Bishop John Coleridge Patteson
At Eton : 1838 to 1845
Church, Martyrs and Saints
Known for: A Christian missionary and the first Bishop of Melanesia (1861-1871), John Coleridge Patteson was murdered on the island of Nupaku in the Solomon Islands. He is commemorated by the Church of England with an annual Lesser Festival on 20th September.
School days: Known as ‘Coley’ to his friends, Patteson was at Eton from 1838 to 1845 and was placed in the house of his uncle, Revd. Edward Coleridge. He was deeply involved in sport at school as part of the Oppidan Wall in 1844-5 and the Keeper of Upper Club in 1844. As a member of the Eton Cricket Eleven in 1843-4, Patteson played against both Harrow and Winchester at Lord’s in 1844. Eton won against Harrow by an innings and 69 runs; and against Winchester by 27 runs. Patteson was academically gifted too. In 1844, he was one of the Newcastle Select, a candidate for the prestigious Newcastle Scholarship, the school’s oldest prize founded by the 3rd Duke of Newcastle in 1829. In Patteson’s day, the prize was £250, a considerable amount in those days, and was awarded for the best performance in a series of examinations dedicated to religious education and classics.
Life and Career: Born in 1827, Patteson was brought up in Devon by his parents, Sir John Patteson, a judge, and Frances Duke Coleridge, niece of the poet Samuel Taylor Coleridge. After leaving Eton, he studied at Balliol College, Oxford, before becoming a Fellow of Merton College. In 1853, he was ordained and entered the ministry at Exeter Cathedral. The following year, Patteson was visited by George Augustus Selwyn, another Old Etonian and the first Bishop of New Zealand. Selwyn inspired Patteson to become a missionary and, in 1855, he volunteered to travel to the South Pacific, landing in New Zealand.
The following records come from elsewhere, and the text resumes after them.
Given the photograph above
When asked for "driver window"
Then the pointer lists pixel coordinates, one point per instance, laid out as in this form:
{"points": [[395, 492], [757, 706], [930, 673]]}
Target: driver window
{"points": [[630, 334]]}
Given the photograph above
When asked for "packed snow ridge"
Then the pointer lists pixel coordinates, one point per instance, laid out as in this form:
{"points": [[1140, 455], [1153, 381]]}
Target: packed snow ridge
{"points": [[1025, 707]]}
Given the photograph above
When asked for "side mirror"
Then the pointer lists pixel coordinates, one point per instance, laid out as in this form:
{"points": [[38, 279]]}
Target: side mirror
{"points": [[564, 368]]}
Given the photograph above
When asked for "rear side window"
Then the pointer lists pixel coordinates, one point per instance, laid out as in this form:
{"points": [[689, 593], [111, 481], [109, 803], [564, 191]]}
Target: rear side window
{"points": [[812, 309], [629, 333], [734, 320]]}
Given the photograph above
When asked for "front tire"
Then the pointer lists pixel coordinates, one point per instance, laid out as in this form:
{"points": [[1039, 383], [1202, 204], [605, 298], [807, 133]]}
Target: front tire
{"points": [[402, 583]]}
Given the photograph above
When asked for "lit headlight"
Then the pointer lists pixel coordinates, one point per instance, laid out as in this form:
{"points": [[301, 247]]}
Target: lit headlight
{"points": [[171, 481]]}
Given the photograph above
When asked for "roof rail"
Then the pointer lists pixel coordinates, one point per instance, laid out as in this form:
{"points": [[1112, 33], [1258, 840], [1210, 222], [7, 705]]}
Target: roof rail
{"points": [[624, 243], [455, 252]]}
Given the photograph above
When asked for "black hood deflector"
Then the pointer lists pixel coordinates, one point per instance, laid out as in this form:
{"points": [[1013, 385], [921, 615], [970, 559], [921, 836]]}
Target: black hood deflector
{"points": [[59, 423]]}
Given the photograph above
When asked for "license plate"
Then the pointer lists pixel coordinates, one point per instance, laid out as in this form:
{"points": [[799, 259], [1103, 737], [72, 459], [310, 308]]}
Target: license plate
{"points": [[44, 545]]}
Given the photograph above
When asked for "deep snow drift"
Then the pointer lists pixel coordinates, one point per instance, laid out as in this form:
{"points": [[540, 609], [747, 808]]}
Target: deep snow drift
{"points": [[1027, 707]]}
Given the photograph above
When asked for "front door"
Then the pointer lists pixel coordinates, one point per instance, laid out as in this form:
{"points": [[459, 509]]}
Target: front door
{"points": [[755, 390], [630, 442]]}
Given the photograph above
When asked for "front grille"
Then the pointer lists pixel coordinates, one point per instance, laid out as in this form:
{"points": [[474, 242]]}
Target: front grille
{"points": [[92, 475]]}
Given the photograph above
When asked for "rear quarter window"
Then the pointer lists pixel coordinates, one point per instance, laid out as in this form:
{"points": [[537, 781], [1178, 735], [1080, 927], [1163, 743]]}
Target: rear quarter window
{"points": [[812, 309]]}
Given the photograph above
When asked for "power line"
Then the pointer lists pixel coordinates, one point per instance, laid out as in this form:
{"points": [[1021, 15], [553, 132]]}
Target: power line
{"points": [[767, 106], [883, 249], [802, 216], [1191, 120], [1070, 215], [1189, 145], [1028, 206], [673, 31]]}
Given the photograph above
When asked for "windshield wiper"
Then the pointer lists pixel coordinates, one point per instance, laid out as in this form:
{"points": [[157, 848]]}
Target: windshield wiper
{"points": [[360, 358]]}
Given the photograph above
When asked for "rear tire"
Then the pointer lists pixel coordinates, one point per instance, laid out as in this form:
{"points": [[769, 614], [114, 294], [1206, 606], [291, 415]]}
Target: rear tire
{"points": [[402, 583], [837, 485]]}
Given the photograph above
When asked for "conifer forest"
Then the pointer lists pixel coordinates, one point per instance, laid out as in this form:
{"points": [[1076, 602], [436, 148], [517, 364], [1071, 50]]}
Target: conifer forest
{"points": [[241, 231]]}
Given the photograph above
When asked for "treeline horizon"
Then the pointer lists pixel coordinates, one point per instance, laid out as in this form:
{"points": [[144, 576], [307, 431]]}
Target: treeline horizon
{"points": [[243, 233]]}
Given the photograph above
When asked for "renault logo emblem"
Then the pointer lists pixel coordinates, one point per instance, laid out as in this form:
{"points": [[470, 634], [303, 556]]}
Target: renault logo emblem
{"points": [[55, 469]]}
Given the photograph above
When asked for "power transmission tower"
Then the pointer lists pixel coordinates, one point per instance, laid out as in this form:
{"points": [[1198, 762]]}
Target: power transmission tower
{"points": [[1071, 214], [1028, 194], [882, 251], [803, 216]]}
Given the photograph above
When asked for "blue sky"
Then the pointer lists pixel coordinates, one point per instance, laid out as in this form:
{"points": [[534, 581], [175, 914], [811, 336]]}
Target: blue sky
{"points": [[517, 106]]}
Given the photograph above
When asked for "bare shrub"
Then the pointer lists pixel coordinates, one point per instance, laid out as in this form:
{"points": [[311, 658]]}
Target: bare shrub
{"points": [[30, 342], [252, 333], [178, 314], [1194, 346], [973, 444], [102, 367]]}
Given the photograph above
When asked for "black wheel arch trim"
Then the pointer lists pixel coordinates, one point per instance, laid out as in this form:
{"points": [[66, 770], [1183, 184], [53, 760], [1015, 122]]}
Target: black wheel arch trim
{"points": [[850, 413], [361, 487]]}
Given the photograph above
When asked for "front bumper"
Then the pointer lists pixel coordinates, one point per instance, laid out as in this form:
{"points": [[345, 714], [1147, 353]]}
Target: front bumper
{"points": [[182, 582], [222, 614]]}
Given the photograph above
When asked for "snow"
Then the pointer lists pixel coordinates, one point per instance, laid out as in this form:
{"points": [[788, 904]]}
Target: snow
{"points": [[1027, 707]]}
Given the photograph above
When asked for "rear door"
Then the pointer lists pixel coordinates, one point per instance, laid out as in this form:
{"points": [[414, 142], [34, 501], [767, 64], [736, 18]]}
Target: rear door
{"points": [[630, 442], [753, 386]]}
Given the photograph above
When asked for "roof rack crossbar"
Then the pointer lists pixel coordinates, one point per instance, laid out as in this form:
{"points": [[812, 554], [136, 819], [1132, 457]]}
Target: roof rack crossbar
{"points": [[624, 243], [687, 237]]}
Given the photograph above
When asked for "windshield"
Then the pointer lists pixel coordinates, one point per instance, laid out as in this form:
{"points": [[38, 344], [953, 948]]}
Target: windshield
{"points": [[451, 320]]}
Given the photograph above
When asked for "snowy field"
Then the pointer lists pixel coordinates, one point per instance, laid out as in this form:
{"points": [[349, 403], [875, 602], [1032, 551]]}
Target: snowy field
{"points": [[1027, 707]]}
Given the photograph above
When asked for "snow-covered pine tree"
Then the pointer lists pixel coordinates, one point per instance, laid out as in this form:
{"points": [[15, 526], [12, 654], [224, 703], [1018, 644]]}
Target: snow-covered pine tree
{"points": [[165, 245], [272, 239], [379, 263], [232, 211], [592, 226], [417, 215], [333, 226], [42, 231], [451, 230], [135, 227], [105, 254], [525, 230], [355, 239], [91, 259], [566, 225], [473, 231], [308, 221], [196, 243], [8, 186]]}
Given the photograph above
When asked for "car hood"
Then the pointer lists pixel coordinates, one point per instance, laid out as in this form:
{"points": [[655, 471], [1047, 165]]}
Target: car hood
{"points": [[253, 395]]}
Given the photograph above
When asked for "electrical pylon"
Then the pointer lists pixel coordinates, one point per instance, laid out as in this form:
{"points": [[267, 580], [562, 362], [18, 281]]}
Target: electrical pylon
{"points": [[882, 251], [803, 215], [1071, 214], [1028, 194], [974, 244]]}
For five years, he immersed himself in work for the Melanesian Mission, before becoming Bishop of Melanesia in 1861. Despite gaining the trust of the tribes he visited, in September 1871 Patteson was killed on the island of Nupaku in the Solomon Islands, where it is believed he landed alone and was mistaken for a slave trader. He is commemorated by the Church of England with an annual Lesser Festival on 20th September.